James Sprent (1808 – 22 September 1863) was a Surveyor General of Tasmania, (then the colony of Van Diemen's Land, now a state of Australia).

==Early life==
Sprent was born in Manchester, England and was educated at Glasgow University (M.A., 1825) and St John's College, Cambridge.

==Career in Australia==
In May 1830 Sprent arrived in Van Diemen's Land (later renamed Tasmania).

He opened a school for boys that year, offering classes in Latin, Mathematics and French. Two years later, he extended this offering to young ladies and adult after school hours.

===Surveying Work===
After he was refused a free land grant in 1833, Sprent was appointed temporary assistant surveyor, closed his academy and began work on a trigonometrical survey - inspired by the Great Trigonometrical Survey of India.

Sprent and Calder located and cleared 50 mountaintop stations across the east of the state, leaving markers visibile from a distance, before work was suspended due to budget cuts in 1837. He was subsequently appointed permanent assistant surveyor.

===Completing the Trigonometrical Survey===
In 1847 Sprent was appointed first-class assistant surveyor. That year lieutenant-governor William Denison reestablished the trigonometrical survey, and Sprent and Calder continued surveying high points. Sprent began working in the previously unexplored south west Tasmania, becoming the first European to view Federation Peak, which he dubbed "the Obelisk".

In 1855 Sprent was appointed deputy Surveyor General, and the next year chief surveyor and acting Surveyor General, replacing Robert Power. At this time he had surveyed 206 high points which he considered necessary to calculate a detailed map.

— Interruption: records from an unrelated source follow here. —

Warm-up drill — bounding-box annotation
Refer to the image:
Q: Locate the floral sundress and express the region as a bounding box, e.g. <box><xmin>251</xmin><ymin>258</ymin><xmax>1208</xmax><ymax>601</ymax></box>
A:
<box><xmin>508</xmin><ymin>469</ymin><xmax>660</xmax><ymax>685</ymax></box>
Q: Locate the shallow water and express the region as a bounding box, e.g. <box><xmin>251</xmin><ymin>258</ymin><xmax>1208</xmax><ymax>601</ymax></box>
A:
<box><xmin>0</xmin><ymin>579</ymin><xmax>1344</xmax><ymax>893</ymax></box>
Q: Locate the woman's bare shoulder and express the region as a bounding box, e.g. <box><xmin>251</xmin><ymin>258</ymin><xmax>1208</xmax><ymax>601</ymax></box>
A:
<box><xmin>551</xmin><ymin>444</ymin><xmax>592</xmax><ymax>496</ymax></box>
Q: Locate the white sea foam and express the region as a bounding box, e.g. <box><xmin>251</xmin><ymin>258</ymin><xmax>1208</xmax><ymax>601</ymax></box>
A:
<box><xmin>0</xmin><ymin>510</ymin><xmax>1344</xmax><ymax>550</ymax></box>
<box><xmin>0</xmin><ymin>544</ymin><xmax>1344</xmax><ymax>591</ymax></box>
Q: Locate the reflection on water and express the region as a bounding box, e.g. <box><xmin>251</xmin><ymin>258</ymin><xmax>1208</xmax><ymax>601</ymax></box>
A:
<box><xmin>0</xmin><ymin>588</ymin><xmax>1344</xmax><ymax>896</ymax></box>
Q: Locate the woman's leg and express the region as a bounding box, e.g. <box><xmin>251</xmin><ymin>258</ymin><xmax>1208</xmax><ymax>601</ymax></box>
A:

He retired from fieldwork and began to reside in Hobart.

In early 1859 Sprent's health deteriorated, and he was replaced by James Erskine Calder on 1 September 1859. A map based on his survey was published in June 1859.

==Personal life==
Sprent married Susannah Hassall Oakes at St John's Cathedral, Parramatta, NSW on 2 March 1837.

He died in 1863 shortly after his retirement.